Add: neardupe Why does Runtime.exec(String) work for some but not all commands?
and Java Runtime.getRuntime().exec(cmd) command contain single quote
Runtime.exec(String)
is not the same as typing a command to a shell. It does not interpret quotes the way a shell does but instead tokenizes at all whitespace, 'quoted' or not. (It also doesn't handle redirection, pipes, multiple commands of all types, parameters (aka variables), process substitution, builtins, functions, and aliases.) In general to get specific tokenization you should use one of the overloads taking String[]

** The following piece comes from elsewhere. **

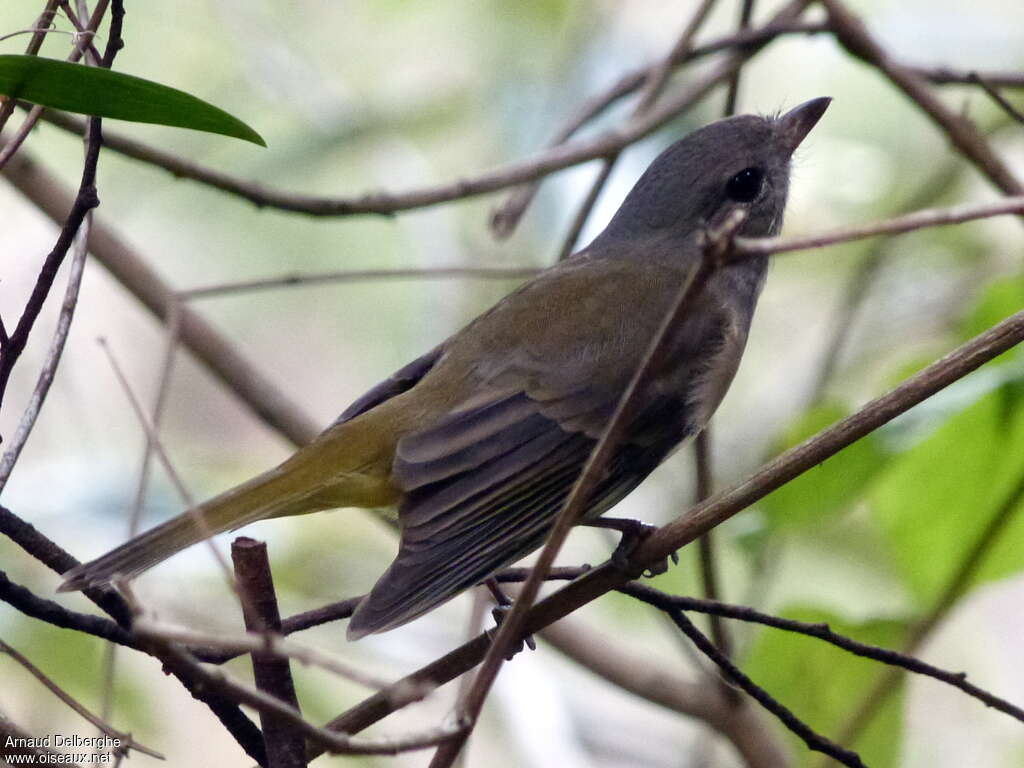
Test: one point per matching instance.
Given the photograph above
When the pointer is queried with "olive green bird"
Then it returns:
(478, 441)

or (usually even better) ProcessBuilder
.
But in this case ssh
doesn't require the remote command be a single argument; it accepts multiple arguments, so
Runtime.exec ("ssh " + node + " -t pkill script.sh");
will work, as long as the name script.sh
does not contain any character(s) special to the shell. (Obviously assuming you are able to automatically e.g. publickey authenticate to the target under your default=same or ssh-configured id, and that id has authority to kill any relevant script.sh process.)
Only failing to start the specified program (here ssh) throws a Java exception; any errors that occur during execution of the program -- such as an error ssh encounters in connecting to the target or running the command -- are reported either on stderr or stdout (.getErrorStream()
and .getInputStream()
) and/or in the process' exit status (.waitFor()
), and you ignored all of those. Also, the past tense of throw is threw not through.